Dr. Neil Lewis, Jr. (he/him) is a behavioral scientist who studies the motivational, behavioral, and equity implications of social interventions and policies. He is a Nancy and Peter Meinig Family Investigator in the Life Sciences at Cornell University and Weill Cornell Medicine, where he is an associate professor in the department of communication, division of general internal medicine, school of public policy, and graduate field of psychology. He also co-founded and co-directs Cornell’s Action Research Collaborative, which brings together researchers, practitioners, community members, and policymakers to collaborate on projects and initiatives to address pressing issues in society. Lewis has received the SAGE Young Scholar Early Career Award from the Society for Personality and Social Psychology, the Janet Taylor Spence Award for Transformative Early Career Contributions from the Association for Psychological Science, and the National Academies Eric and Wendy Schmidt Award for Excellence in Science Communication from the National Academies of Sciences, Engineering, and Medicine.
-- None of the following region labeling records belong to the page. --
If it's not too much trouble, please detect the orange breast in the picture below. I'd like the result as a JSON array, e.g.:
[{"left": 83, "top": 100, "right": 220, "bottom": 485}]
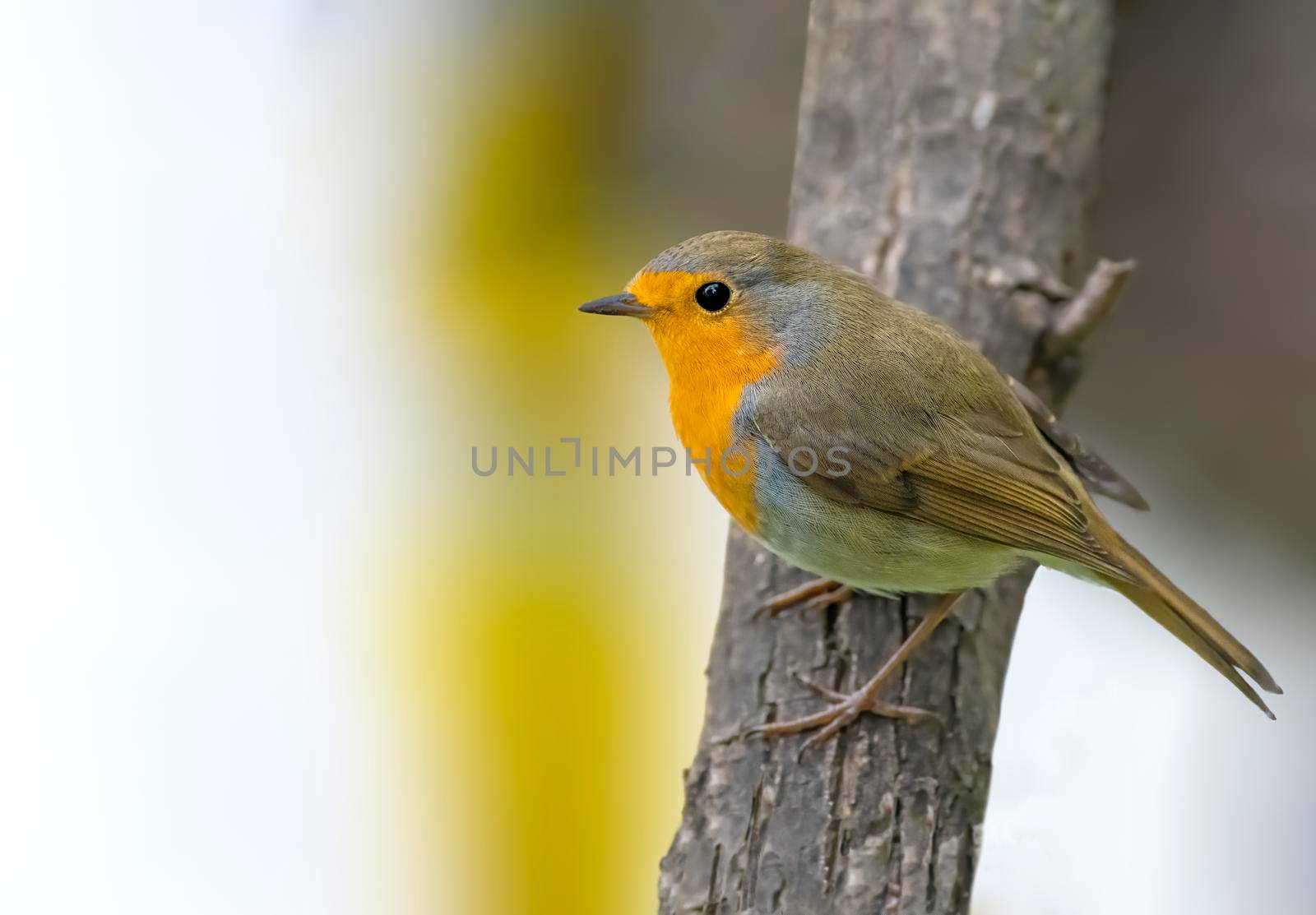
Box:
[
  {"left": 627, "top": 270, "right": 781, "bottom": 533},
  {"left": 671, "top": 380, "right": 758, "bottom": 534}
]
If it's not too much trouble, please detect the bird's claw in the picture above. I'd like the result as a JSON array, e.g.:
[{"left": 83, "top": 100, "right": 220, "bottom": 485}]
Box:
[
  {"left": 739, "top": 674, "right": 945, "bottom": 761},
  {"left": 752, "top": 579, "right": 854, "bottom": 619}
]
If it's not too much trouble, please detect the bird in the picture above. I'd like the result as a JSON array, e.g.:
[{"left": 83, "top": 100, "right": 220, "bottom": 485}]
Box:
[{"left": 581, "top": 231, "right": 1281, "bottom": 753}]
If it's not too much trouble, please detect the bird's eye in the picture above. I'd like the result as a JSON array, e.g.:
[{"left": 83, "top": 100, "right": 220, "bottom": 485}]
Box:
[{"left": 695, "top": 283, "right": 732, "bottom": 312}]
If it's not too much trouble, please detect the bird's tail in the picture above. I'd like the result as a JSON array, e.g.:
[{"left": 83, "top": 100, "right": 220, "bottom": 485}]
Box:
[{"left": 1103, "top": 527, "right": 1283, "bottom": 719}]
Sentiment toward racialized violence, and protest against it (like Black Lives Matter), varies a great deal over time, place, and people. Colin Leach (he/they) will discuss a transdisciplinary project that uses micro (behavioral experiments, psychophysiology) and macro (news and social media) empirical approaches to trace the psychological and social dynamics of this sentiment in the U.S.

Colin Wayne Leach (B.A. 1989, M.A. 1991, Boston University; Ph.D. 1995, University of Michigan) is a social and personality psychologist who studies status and morality in identity, emotion, and motivation. He is also interested in protest & resistance; Prejudice, stereotypes, …isms; Meta-theory, methods, and statistics; and transdisciplinary approaches.